The United Nations has been accused of undermining judicial independence and staging a legal “coup d’etat” after it fired an Australian judge in charge of the case where a whistle-blower disclosed the UN’s role in assisting China in its human rights violation.
In July 2019, the international body dismissed Australian judge Rowan Downing, QC, a former international war crimes judge, from his role as president of the UN Dispute Tribunal.
In an interview from March 2021 that has only now been allowed to be made public, he referred to his dismissal as “the sort of conduct that happens possibly following a coup—a coup d’etat–where people want to get rid of judges quickly.”
“It was, in fact, an attack upon the independence of the judiciary because … no nation-state would be able to acceptably do that,” he said, The Age reported.
Beijing has also been pushing its geopolitical agenda, the Belt and Road Initiative (BRI), under the guise of the United Nations Sustainable Development Goals (UN SDGs).
In 2019, the Chinese government was accused of obstructing the work of the UN Human Rights Council by convincing other autocratic regimes such as Pakistan, Saudi Arabia, Algeria, and Russia to positively evaluate China’s oppressive policies in Xinjiang, where more than one million Muslim Uyghurs are detained and tortured.
In a tweet on March 20, Reilly said the UN’s removal of Downing was to stop him from ruling in her favour. Downing has previously accused Guterres of inaccurately reporting on the situation, leading to Reilly being ostracised by other members. He also criticised Guterres for failing to handle Reilly’s complaint properly and unlawfully delaying the UN’s consideration of the matter.

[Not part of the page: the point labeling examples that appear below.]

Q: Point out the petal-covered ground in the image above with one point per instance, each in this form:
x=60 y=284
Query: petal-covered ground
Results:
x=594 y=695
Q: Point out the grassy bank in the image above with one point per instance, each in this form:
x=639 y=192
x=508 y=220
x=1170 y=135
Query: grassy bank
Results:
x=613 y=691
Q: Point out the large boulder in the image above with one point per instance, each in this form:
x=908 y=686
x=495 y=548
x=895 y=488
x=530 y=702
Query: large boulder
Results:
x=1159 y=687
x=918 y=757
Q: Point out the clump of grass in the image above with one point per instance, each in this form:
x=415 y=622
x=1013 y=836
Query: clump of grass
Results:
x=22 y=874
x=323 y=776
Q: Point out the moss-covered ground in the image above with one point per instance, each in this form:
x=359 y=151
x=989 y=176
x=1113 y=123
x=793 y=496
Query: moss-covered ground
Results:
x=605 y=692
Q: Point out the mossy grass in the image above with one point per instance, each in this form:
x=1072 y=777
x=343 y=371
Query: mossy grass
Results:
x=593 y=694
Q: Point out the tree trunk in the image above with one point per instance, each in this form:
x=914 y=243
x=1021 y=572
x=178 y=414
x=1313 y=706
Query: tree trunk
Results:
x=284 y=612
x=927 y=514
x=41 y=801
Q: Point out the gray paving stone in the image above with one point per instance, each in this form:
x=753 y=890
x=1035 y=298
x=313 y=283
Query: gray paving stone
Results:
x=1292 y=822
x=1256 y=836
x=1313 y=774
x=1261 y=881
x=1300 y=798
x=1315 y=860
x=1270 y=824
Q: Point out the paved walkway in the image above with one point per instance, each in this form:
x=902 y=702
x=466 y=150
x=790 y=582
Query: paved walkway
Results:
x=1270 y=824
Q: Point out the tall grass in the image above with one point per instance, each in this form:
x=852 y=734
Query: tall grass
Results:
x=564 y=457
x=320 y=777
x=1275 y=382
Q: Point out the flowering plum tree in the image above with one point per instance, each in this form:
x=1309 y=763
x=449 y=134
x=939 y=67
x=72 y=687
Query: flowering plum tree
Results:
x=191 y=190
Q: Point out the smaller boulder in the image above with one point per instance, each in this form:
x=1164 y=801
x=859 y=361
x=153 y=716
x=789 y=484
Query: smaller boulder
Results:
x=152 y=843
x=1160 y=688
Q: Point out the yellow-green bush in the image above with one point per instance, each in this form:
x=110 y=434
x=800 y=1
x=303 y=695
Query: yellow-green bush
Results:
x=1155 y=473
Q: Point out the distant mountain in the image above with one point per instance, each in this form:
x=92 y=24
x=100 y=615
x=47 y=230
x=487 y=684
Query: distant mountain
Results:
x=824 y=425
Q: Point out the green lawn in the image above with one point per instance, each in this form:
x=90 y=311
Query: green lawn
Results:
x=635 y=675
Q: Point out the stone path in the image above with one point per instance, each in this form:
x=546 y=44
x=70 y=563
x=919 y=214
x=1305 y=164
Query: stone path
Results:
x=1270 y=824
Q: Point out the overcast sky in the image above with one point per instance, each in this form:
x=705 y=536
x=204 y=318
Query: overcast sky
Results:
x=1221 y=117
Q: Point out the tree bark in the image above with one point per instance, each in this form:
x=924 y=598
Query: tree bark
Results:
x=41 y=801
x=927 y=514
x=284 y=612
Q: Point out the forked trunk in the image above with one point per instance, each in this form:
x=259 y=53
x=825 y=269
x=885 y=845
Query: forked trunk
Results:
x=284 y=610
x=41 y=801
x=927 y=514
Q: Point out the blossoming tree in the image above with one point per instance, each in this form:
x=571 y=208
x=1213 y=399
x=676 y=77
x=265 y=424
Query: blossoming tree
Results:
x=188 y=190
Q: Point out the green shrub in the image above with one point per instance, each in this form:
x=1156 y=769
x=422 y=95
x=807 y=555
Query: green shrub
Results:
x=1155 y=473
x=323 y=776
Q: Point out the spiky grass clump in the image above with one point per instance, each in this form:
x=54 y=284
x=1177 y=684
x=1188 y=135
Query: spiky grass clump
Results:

UN spokesman Stephane Dujarric has denied the accusation.
Reilly first made a complaint in 2013 after a Geneva-based Chinese diplomat requested the UN to confirm the identities of “anti-government Chinese separatists” individuals set to speak at the UN Human Rights Council.
Her direct superior, Eric Tistounet, head of the Human Rights Council Branch of the Office of the High Commissioner for Human Rights (OHCHR), asked the staff to hand the names to the Chinese diplomat “not to exacerbate the Chinese mistrust against us.”
Reilly reported the issue to her superiors, but nothing changed. As she continued to reject the practice over the years, Reilly was kept at the UN with a salary while undertaking legal action over her treatment. She was formally sacked in 2021 after a report on her case was published in the French daily Le Monde.